Be creative in the age of AI

AI is transforming the content landscape. It has made content creation more accessible — and the internet more crowded. But speed and efficiency? That’s table stakes now. What still sets brands apart is quality and point of view.

The most effective marketers will use these tools to elevate their brand, not just flood the zone. Instead of a race to the bottom, it’s a call to raise the bar. Let the most creative minds win.

Audiences are recognizing what’s been generated versus what’s been made. We're beginning to see a cultural return toward human-made content that reflects effort, originality and care.

People are going to crave it. Real will stand out. Because at the end of the day, AI is derivative. Creativity isn’t.

Designing for trust in a fragmented landscape

So how do smart brands build trust points?

  • Listen and implement: Consumers notice when feedback leads to real change — product updates or policy shifts. Active listening is now a brand asset.
  • Show up in the right places with intent: This isn’t about marketing tactics designed to extract money. It’s about understanding how each channel fits your brand.
  • Choose transparency over perfection: Authenticity is often less about tone and more about behavior. Owning mistakes, showing behind-the-scenes moments or spotlighting peer creators are ways to demonstrate transparency.
  • Keep your values consistent, even if your execution varies: Ensure that people can recognize you wherever you show up, and not just through visual identity but through behavior.
  • Stay creative in a world that demands speed and volume: Create authentic, interesting content that respects your audience’s intelligence.  

The new brand equity

We’re watching this shift happen in real time. Brands once built on aesthetics and scale are now being scrutinized by their own audiences. Peer reviews carry more weight than celebrity endorsements. Customers are scouring social comments, product reviews and Reddit threads to see if your message holds up. Trust is the currency, and it’s slow to earn and fast to lose.

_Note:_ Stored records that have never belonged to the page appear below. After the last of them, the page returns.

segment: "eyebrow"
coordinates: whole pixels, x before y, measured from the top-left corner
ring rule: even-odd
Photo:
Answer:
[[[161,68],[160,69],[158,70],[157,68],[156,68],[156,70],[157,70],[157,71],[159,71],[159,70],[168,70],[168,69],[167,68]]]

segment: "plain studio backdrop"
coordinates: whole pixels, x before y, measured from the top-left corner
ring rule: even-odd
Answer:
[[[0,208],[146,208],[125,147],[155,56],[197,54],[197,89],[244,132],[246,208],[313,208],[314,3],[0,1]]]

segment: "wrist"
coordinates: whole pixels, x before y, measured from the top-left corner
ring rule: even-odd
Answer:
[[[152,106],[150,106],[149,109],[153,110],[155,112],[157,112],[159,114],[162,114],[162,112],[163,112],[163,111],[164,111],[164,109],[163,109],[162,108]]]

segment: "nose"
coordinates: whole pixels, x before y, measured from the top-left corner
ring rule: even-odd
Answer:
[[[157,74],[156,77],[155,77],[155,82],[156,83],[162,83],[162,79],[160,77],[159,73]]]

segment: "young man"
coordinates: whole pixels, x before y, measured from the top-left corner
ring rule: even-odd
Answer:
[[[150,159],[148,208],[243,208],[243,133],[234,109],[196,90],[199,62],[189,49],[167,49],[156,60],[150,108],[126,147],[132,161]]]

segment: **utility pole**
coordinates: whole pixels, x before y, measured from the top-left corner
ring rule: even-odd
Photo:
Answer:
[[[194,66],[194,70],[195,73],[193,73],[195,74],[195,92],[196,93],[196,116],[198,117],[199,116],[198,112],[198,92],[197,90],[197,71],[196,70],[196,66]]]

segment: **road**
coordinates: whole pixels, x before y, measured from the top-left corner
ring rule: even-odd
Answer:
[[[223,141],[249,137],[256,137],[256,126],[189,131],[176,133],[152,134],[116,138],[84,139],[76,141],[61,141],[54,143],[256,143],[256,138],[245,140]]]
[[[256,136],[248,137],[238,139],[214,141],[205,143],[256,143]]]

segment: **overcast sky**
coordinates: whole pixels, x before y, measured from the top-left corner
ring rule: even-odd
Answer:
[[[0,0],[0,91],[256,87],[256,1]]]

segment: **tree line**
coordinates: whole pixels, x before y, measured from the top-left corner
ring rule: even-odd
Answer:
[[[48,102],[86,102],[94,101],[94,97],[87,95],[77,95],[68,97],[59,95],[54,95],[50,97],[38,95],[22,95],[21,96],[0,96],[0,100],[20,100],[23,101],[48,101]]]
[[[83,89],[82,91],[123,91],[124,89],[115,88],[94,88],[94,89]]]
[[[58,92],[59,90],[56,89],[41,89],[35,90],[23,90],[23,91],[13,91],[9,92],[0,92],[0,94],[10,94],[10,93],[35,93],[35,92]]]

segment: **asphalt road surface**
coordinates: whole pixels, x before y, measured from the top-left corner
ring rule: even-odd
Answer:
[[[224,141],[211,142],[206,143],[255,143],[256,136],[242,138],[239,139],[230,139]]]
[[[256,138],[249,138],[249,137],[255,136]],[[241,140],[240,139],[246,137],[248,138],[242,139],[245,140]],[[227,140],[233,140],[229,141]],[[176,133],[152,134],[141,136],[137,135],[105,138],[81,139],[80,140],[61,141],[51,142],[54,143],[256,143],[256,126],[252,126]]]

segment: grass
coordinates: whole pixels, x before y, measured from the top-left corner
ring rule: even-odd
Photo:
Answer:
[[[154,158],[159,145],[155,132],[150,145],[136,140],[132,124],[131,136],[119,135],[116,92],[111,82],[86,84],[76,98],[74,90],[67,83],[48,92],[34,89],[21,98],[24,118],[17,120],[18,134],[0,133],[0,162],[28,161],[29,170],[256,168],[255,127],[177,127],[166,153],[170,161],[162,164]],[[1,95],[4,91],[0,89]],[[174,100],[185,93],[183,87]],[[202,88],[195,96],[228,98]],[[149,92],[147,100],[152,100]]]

Performance still matters, but so does brand-building. More than ever, how brands evolve is shaped by the consumers themselves.

Every touchpoint has become a trust point.

Brands that embrace that shift, and design for it, won’t just keep up.

They’ll lead.


This op-ed represents the views and opinions of the author and not of The Current, a division of The Trade Desk, or The Trade Desk. The appearance of the op-ed on The Current does not constitute an endorsement by The Current or The Trade Desk.